Mas, mesmo desaparecida, a casa deixou rastros.

No Arquivo Público Municipal de Curitiba, o microfilme da prancha arquitetônica permanece intacto — testemunha silenciosa de um projeto que foi, um dia, realidade. Ali, em linhas traçadas à tinta, está o nome: “Projecto de Bungalow para o Snr. Paulo Godleschik”.

É pouco? Não. É tudo.

Porque onde há um nome, há uma pessoa.
Onde há um projeto, há um sonho.
E onde há memória, há resistência.


5. Uma Carta Imaginária — De Paulo Godleschik Para Quem Passar por Ali

*Se você hoje caminha pela Rua 14, na Villa Guayra, e vê apenas asfalto, calçada, talvez um muro alto ou um prédio novo — saiba que, por muitas décadas, aqui existiu minha casa.

*Era feita de madeira. Cheirava a pinho nos dias de sol. Rangia suavemente nos ventos de inverno.

*Nela, talvez meus filhos tenham dado seus primeiros passos. Talvez minha esposa tenha cozinhado sopa em noites frias. Talvez eu tenha lido jornal na varanda, ou pendurado roupas no quintal.

*Não fui rico. Não fui famoso. Mas fui feliz.

*E se alguém um dia perguntar: “Quem foi Paulo Godleschik?”, diga:

“Foi um homem que, com 90 metros quadrados de madeira, construiu um mundo.”

Com gratidão,
Paulo


6. Conclusão — A Dignidade da Casa Pequena

Paulo Godleschik representa a multidão silenciosa que construiu Curitiba — não com grandes empreendimentos, mas com pequenas decisões cotidianas: comprar um lote, contratar um arquiteto, assentar a primeira viga.

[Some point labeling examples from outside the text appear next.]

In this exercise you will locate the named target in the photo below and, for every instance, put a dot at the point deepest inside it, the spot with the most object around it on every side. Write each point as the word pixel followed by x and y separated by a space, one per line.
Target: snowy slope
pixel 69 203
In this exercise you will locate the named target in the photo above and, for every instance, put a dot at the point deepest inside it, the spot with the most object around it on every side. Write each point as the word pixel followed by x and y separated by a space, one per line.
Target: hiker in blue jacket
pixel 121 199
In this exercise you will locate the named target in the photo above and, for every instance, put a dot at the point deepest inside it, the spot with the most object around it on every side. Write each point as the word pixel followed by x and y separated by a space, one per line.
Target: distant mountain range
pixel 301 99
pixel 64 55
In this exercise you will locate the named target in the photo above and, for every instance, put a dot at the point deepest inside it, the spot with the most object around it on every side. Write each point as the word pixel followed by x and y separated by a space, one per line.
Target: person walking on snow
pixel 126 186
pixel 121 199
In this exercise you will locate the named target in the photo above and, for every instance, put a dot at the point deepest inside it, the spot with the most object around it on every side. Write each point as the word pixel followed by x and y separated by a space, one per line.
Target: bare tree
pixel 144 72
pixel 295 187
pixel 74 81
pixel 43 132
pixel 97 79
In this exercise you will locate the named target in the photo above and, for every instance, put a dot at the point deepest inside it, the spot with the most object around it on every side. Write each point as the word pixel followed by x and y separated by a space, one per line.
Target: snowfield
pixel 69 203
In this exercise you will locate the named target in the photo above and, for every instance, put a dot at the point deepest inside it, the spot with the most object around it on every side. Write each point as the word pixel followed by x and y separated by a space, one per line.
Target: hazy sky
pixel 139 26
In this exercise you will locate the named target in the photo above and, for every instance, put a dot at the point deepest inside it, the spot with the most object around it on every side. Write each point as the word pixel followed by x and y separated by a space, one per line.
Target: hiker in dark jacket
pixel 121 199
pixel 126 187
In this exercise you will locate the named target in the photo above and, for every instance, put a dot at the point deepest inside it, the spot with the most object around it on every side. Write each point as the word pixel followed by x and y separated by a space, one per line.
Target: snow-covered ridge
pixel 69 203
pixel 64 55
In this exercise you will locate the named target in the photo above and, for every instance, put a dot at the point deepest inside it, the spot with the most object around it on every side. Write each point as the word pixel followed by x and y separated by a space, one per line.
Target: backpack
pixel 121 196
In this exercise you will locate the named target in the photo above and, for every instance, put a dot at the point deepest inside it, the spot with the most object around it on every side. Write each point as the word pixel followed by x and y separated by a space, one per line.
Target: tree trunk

Sua casa era econômica, mas não era insignificante. Pelo contrário: era profundamente humana.

E é justamente por isso que sua história merece ser contada. Porque, em tempos de demolições aceleradas e apagamento da memória urbana, honrar as casas simples é honrar a própria alma da cidade.


Epílogo — A Prancha que Sobreviveu

Hoje, o único vestígio físico do bangalô de Paulo está arquivado — não em madeira, mas em microfilme. Linhas traçadas à mão, cotas precisas, o nome do cliente em destaque. É um documento técnico, sim — mas também um ato de amor à cidade, à arquitetura, à vida comum.

Que ele nos lembre:
Nem toda grandeza está nas grandes construções.
Às vezes, está nos 90 m² de uma casa de madeira,
erguida por um homem chamado Paulo Godleschik.


Para sempre, Paulo Godleschik.
Morador da Rua 14, Villa Guayra.
Projeto assinado em 7 de julho de 1928.
Demolido em 2012.
Lembrado em 2025.


Este artigo foi escrito em homenagem a todos os moradores anônimos cujas casas já não existem — mas cujas vidas continuam a habitar nossa memória coletiva.